A New Frontier: Book Publishing as a Commons
For authors and their reader-communities, has conventional book publishing become obsolete or at least grossly inefficient and overpriced? I say yes -- at least for those of us who are not writing mass-audience books. The good news is that authors, their reader-communities and small presses are now developing their own, more satisfying alternative models for publishing books.
Let me tell my own story about two experiments in commons-based book publishing. The first involves Patterns of Commoning, the new anthology that Silke Helfrich and I co-edited and published two months ago, with the crucial support of the Heinrich Böll Foundation. The second experiment involves the Spanish translation for my 2014 book Think Like a Commoner.
Whereas the German version of Patterns of Commoning was published with transcript-Verlag, a publisher we consider a strong partner in spreading the word on the commons, for the English version, we decided to bypass commercial publishers. We realized that none of them would be interested – or that they would want to assert too much control at too high of a price.
We learned these lessons when we tried to find a publisher for our 2013 anthology, The Wealth of the Commons. About a dozen publishers rejected our pitches. They said things like: “It’s an anthology, and anthologies don’t sell.” “It doesn’t have any name-brand authors.” “It’s too international in focus.” “What’s the commons? No one knows about that.”
It became clear that the business models of publishers – even the niche political presses that share our values – were not prepared to support a well-edited, path-breaking volume on the commons.

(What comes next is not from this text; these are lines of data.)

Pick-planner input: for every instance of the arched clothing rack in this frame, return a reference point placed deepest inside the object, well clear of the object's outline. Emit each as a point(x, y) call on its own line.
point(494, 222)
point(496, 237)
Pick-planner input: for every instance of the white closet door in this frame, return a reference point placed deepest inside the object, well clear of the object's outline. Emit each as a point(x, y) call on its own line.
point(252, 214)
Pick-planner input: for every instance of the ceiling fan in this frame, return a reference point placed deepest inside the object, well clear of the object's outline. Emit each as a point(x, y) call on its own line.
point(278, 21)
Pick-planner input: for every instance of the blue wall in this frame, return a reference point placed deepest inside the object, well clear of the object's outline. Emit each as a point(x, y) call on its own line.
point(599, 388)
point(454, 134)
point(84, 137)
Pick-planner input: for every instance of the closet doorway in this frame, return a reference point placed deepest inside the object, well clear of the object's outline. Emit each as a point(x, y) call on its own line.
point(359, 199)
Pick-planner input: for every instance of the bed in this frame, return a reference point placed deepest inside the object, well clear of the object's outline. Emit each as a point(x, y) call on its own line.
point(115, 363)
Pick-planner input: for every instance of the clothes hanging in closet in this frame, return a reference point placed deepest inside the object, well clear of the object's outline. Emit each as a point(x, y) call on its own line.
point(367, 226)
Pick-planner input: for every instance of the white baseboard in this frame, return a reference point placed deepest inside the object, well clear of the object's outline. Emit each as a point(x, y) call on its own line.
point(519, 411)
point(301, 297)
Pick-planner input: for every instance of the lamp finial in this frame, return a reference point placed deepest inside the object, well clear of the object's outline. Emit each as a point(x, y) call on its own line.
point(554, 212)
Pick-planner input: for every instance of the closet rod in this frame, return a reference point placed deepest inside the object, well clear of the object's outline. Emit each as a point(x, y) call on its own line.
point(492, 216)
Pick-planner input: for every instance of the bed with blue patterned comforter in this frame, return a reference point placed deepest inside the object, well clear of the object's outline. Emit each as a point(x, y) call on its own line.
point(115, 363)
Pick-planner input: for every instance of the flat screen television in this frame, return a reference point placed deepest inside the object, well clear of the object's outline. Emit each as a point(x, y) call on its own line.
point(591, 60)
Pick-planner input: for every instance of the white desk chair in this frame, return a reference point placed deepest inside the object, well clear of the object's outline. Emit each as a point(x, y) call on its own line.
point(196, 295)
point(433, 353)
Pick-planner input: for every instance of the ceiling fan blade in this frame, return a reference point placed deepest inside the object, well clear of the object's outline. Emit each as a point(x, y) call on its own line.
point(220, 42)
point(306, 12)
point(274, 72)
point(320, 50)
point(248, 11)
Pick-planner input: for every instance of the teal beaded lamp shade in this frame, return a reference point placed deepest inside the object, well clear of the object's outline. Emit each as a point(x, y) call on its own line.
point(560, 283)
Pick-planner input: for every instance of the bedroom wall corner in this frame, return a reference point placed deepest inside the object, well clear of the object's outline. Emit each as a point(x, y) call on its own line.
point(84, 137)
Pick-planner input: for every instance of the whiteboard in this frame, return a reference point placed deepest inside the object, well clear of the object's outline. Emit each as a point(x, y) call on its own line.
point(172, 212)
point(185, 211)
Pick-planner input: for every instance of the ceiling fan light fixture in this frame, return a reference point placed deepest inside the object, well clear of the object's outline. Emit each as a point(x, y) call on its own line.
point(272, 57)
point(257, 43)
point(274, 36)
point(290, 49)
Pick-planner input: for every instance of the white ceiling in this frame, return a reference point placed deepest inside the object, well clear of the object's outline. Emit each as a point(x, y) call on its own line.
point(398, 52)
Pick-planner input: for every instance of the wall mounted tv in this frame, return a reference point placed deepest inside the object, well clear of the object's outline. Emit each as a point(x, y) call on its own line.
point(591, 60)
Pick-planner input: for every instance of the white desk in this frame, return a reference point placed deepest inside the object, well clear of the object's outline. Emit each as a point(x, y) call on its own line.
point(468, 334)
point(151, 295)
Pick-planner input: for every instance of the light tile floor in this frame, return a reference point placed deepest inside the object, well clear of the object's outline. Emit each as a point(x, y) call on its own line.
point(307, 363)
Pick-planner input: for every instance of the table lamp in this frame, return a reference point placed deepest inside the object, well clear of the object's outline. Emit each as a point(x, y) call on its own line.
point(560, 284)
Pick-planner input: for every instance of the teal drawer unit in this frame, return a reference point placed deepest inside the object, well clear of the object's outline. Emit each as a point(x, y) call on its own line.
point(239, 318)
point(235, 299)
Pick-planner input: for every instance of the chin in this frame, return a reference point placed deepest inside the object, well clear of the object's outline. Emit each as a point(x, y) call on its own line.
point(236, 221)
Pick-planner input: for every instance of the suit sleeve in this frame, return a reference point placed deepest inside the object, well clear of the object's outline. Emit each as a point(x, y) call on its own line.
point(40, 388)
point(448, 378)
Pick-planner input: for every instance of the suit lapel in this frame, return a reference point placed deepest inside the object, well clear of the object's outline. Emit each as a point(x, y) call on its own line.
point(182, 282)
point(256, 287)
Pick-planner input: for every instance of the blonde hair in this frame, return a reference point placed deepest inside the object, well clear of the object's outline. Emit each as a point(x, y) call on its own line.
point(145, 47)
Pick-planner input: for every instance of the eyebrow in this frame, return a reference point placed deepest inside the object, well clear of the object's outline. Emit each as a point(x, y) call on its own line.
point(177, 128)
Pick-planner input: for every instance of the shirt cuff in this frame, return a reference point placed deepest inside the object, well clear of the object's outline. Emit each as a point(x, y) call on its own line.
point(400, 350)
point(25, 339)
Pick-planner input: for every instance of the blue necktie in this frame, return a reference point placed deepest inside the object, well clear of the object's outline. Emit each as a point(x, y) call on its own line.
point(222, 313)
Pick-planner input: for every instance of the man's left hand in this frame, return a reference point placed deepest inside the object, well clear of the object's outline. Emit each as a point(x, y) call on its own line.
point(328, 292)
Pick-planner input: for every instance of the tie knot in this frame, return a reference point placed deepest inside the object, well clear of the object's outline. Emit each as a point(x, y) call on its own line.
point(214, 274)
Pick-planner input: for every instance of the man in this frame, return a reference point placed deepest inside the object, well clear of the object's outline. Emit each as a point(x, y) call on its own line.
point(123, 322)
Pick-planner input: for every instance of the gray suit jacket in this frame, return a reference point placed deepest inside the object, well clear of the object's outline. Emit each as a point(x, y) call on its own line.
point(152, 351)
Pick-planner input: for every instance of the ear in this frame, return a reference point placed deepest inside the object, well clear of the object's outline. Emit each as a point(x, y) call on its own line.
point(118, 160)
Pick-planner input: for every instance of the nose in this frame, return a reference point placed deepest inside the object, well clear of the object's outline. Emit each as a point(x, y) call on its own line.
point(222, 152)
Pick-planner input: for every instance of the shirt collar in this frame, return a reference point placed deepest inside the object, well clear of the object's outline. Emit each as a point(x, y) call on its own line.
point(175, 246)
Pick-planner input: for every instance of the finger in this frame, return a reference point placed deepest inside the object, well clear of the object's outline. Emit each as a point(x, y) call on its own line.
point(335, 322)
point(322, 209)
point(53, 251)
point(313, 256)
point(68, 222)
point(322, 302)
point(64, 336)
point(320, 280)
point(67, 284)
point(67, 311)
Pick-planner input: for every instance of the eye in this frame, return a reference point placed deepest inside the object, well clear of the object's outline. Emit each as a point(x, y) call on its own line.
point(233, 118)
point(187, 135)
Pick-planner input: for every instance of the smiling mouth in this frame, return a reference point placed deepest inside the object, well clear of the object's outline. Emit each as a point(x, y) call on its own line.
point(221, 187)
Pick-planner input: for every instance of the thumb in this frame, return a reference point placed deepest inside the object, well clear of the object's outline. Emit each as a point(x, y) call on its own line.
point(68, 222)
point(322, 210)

In general, conventional book publishing has trouble taking risks with new ideas, authors and subject matter because it has very small economic margins to play with. One reason is that commercial book distributors in the US – the companies that warehouse books and send them to various retailers – take 60% of the cover price, with little of the risk. They are the expensive middlemen who control the distribution infrastructure. Their cut leaves about 40% of the cover price or less for the publisher, author and retailer to split.
This arrangement means that book prices have to be artificially higher, relative to actual production costs, to cover all the costs of so many players: editors, marketers, publicists, distributors, retailers.